Deux coups de feu se croisèrent au-dessus de sa tête, l'un tiré par l'homme qui, de la rive, le couchait en joue l'autre par Bon-Affût. L'inconnu poussa un hurlement de bête fauve, s'affaissa en tournoyant comme un homme ivre et disparut.
Qui était cet homme? Était-il mort ou seulement blessé?
[XIV.]
Les voyageurs.
Les événements que nous avons entrepris de raconter sont tellement mêlés d'incidents enchevêtrés les uns dans les autres par cette implacable fatalité du hasard qui domine la vie humaine, que nous sommes contraint, à notre grand regret, d'interrompre encore une fois notre récit, pour faire assister le lecteur à une scène qui se passait non loin du gué del Rubio le jour même ou s'accomplissaient les faits que nous avons rapportés dans nos précédents chapitres.
Environ vers une heure de la tarde, c'est-à-dire au moment ou les rayons du soleil, parvenu à son zénith, font peser sur la Prairie une chaleur si intense, que tout ce qui vit et qui respire cherche un refuge au plus profond des bois, trois cavaliers passèrent le gué del Rubio et s'engagèrent résolument dans la sente que devait quelques heures plus lard suivre don Miguel Ortega.

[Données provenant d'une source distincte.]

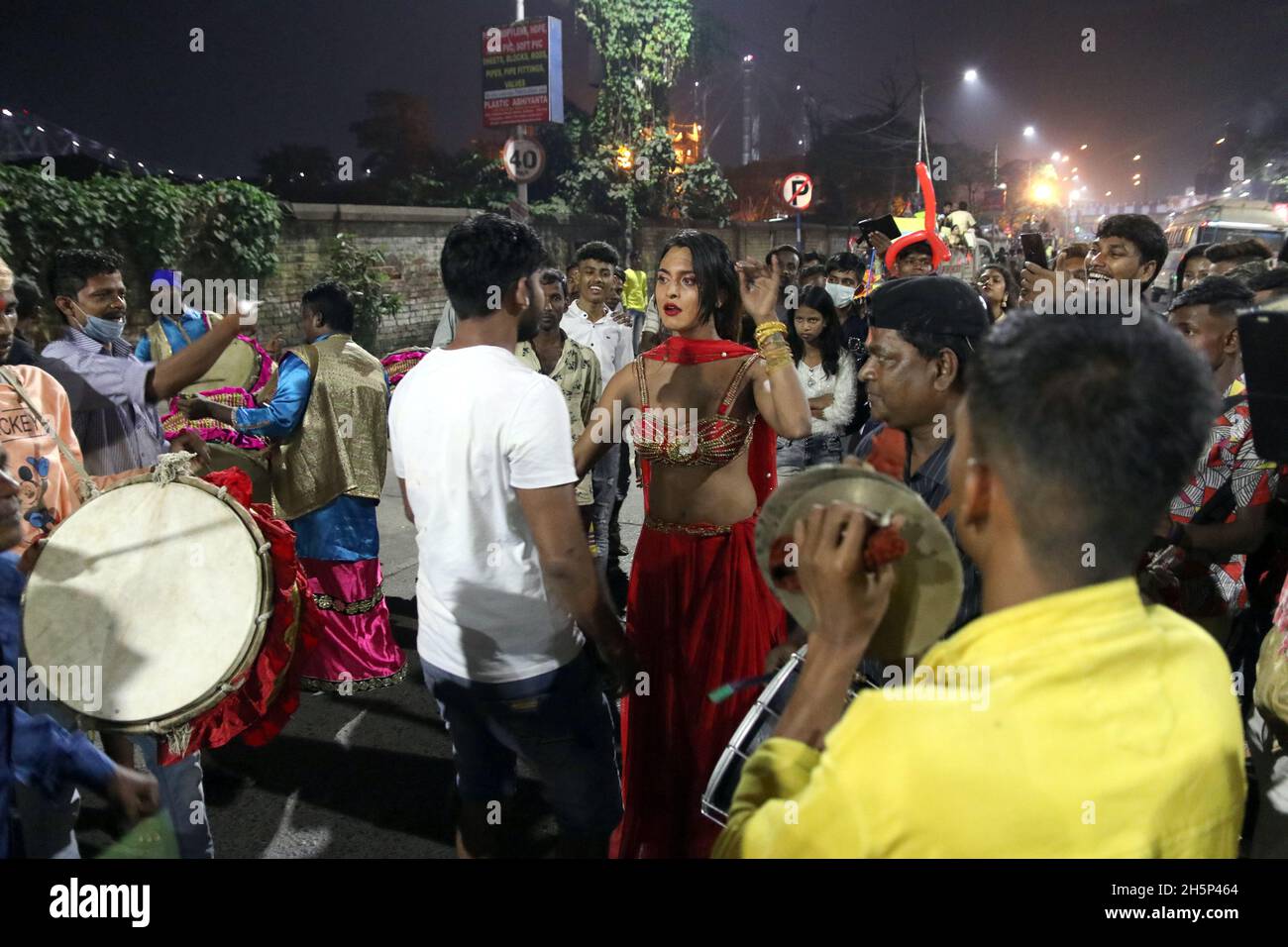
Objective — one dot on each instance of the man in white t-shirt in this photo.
(590, 322)
(505, 581)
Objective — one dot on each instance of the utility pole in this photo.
(750, 112)
(519, 129)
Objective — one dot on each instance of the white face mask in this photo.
(841, 295)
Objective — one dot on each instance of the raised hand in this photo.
(759, 286)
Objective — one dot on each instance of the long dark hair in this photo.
(831, 341)
(1179, 275)
(1013, 287)
(713, 269)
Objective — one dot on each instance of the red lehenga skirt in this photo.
(699, 615)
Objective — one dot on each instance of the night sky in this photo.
(1166, 76)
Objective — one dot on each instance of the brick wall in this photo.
(412, 241)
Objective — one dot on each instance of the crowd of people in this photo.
(1122, 543)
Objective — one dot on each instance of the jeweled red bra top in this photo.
(716, 441)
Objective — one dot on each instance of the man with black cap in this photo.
(922, 335)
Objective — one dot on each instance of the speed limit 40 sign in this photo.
(798, 191)
(524, 159)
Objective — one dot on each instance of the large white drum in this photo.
(166, 587)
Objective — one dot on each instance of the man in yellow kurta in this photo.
(1078, 722)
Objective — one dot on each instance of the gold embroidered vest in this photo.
(340, 447)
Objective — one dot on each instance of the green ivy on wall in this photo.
(223, 230)
(364, 273)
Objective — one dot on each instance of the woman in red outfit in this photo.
(704, 414)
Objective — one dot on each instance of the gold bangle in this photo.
(777, 356)
(768, 329)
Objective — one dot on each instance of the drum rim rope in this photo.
(171, 727)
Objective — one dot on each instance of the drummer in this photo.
(112, 395)
(923, 331)
(329, 415)
(37, 754)
(1111, 728)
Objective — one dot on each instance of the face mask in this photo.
(841, 295)
(102, 330)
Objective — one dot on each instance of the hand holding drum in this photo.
(858, 557)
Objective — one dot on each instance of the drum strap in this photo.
(88, 488)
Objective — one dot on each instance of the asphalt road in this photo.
(362, 776)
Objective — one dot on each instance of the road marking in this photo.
(346, 733)
(291, 841)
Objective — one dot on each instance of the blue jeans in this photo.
(797, 455)
(559, 723)
(50, 823)
(181, 796)
(603, 478)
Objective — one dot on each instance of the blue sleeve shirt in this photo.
(193, 324)
(346, 528)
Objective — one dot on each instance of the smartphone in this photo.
(885, 224)
(1262, 339)
(1034, 250)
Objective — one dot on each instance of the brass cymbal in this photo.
(927, 586)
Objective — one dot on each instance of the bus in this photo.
(1214, 222)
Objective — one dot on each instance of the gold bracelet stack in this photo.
(777, 355)
(769, 329)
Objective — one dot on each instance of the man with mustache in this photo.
(922, 337)
(1111, 728)
(1128, 250)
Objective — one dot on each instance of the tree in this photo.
(297, 171)
(626, 165)
(395, 134)
(643, 44)
(970, 172)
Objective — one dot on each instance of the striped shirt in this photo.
(114, 421)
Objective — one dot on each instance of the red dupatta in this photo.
(761, 455)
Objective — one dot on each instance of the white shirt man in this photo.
(608, 338)
(510, 433)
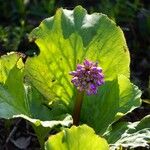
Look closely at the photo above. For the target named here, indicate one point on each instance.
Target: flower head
(88, 77)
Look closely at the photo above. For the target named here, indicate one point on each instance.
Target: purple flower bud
(88, 77)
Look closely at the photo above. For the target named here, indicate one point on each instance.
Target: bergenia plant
(79, 82)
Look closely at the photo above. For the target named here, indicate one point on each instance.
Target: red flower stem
(77, 108)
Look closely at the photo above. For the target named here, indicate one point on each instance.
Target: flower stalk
(77, 108)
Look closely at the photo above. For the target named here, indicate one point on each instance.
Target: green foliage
(76, 138)
(130, 135)
(24, 100)
(43, 83)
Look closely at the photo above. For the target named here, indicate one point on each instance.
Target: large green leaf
(115, 99)
(131, 135)
(99, 110)
(66, 40)
(76, 138)
(19, 100)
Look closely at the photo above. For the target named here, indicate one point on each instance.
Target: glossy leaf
(21, 100)
(76, 138)
(130, 135)
(66, 40)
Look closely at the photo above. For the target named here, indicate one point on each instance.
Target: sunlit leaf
(130, 135)
(76, 138)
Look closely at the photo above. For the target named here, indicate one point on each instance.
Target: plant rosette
(79, 53)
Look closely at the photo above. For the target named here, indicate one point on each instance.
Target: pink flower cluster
(88, 77)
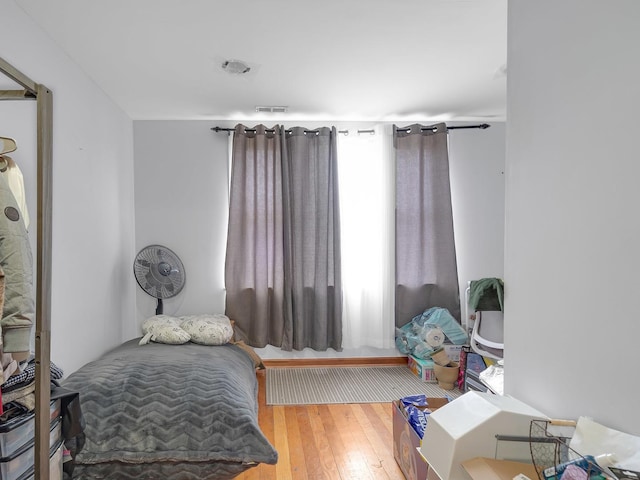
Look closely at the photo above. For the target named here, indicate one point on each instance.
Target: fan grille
(159, 271)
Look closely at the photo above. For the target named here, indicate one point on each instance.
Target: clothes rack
(44, 97)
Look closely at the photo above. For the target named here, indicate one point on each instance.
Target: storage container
(17, 464)
(19, 431)
(55, 465)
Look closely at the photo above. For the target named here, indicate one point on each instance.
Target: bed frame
(33, 91)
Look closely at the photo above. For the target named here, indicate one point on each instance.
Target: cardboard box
(467, 427)
(406, 442)
(482, 468)
(453, 351)
(422, 368)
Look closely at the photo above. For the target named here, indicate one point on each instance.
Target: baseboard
(333, 362)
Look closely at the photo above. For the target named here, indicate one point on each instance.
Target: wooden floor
(346, 441)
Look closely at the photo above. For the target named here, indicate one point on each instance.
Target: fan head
(159, 271)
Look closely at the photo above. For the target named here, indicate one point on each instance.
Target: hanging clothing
(16, 261)
(13, 175)
(486, 294)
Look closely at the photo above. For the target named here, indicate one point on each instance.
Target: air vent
(262, 109)
(235, 67)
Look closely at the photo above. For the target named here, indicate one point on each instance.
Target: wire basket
(552, 449)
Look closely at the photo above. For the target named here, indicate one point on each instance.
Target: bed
(169, 411)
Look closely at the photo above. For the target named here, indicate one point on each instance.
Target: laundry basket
(549, 444)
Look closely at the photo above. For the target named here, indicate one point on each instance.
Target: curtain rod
(481, 126)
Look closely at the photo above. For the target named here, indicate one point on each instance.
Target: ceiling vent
(267, 109)
(235, 67)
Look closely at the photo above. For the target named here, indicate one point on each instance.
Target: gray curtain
(426, 268)
(254, 264)
(282, 272)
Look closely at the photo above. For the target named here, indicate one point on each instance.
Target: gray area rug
(311, 386)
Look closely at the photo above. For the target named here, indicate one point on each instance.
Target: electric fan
(159, 272)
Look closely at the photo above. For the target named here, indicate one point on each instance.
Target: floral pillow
(163, 329)
(208, 329)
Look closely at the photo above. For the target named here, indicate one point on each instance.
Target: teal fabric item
(486, 294)
(410, 337)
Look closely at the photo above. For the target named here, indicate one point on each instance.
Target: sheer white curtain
(366, 178)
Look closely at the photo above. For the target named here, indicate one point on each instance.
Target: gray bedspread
(189, 405)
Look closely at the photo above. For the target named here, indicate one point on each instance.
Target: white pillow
(163, 329)
(208, 329)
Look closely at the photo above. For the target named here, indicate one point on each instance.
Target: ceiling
(342, 60)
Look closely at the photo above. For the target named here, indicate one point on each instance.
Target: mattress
(169, 411)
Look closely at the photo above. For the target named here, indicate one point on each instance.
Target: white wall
(181, 192)
(92, 283)
(572, 196)
(181, 201)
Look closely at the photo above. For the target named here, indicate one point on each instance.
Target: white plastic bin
(467, 427)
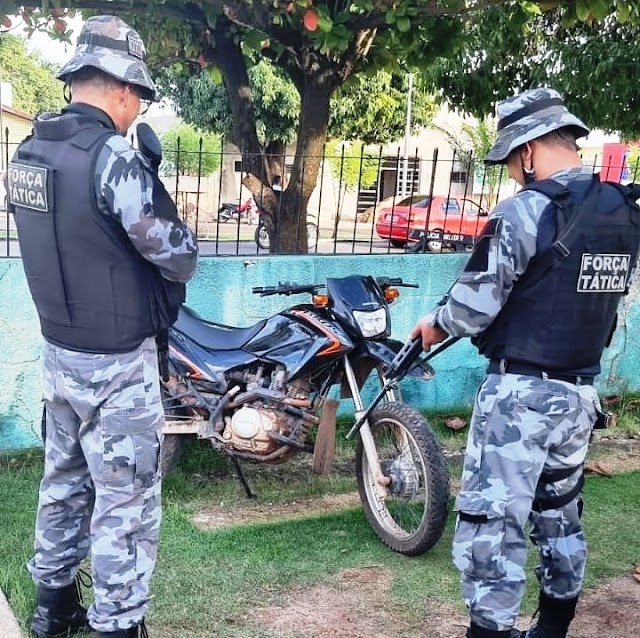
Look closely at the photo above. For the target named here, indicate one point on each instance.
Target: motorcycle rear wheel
(410, 519)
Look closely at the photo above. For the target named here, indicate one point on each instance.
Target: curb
(9, 627)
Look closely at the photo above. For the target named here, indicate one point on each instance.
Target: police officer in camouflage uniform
(538, 297)
(106, 259)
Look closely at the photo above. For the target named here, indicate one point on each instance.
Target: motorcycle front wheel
(409, 513)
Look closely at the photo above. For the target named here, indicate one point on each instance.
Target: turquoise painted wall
(221, 291)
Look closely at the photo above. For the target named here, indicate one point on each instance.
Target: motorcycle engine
(248, 430)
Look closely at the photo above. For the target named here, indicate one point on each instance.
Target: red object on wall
(613, 162)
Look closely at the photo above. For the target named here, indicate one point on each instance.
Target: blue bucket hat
(527, 116)
(109, 44)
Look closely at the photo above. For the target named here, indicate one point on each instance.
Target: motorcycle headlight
(371, 324)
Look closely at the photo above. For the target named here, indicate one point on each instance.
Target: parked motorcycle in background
(263, 393)
(247, 211)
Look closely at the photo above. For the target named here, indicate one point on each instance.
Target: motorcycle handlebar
(285, 288)
(289, 288)
(386, 282)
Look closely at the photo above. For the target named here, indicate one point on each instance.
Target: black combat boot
(555, 617)
(475, 631)
(139, 631)
(58, 612)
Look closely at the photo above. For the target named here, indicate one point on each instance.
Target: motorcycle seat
(213, 336)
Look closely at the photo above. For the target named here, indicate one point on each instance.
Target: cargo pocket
(479, 542)
(556, 406)
(131, 447)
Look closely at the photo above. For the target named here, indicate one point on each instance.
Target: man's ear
(526, 154)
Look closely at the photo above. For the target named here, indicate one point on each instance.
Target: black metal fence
(364, 202)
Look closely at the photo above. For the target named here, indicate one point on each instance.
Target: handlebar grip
(401, 363)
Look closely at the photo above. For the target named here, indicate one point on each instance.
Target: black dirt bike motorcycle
(262, 394)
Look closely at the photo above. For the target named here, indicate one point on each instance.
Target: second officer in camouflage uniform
(538, 297)
(106, 259)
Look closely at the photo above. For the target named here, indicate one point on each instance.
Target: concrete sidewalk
(8, 624)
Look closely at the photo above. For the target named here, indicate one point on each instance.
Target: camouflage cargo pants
(100, 491)
(521, 426)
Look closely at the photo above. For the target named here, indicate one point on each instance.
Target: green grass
(207, 582)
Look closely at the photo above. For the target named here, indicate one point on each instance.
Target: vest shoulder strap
(549, 187)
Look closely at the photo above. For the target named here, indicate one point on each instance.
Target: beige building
(14, 127)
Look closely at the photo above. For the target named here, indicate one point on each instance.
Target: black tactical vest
(93, 291)
(561, 313)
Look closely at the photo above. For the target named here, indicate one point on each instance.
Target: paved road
(248, 248)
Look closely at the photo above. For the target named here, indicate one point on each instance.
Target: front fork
(380, 481)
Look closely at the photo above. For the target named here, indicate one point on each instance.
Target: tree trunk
(290, 219)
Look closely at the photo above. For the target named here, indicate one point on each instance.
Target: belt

Ces cavaliers étaient des blancs, et qui plus est des Mexicains; il était facile de reconnaître, au premier abord, qu'ils n'appartenaient ni de près ni de loin à aucune des classes d'aventuriers qui, sous des dénominations différentes, telles que trappeurs, chasseurs, coureurs des bois, gambucinos ou pirates, pullulent dans les Prairies de l'Ouest, qu'ils parcourent incessamment dans tous les sens.
Le costume de ces cavaliers était celui porté habituellement par les hacenderos mexicains des frontières: le feutre à large bord galonné et garni de la toquilla, la manga, les calzoneras de velours ouvertes au genou, le zarapé, les botas vaqueras et les armas de agua, sans lesquelles nul ne se hasarde au désert. Ils étaient armés de rifles, revolvers, navaja et machete. Leurs chevaux, en ce moment accablés par la chaleur mais rafraîchis un peu au passage du gué, avaient les jambes fines, redressaient fièrement la tête et montraient qu'au besoin ils auraient pu, quelle que fût leur fatigue apparente, fournir une longue course.
Des trois cavaliers, l'un paraissait être le maître ou du moins le supérieur des deux autres.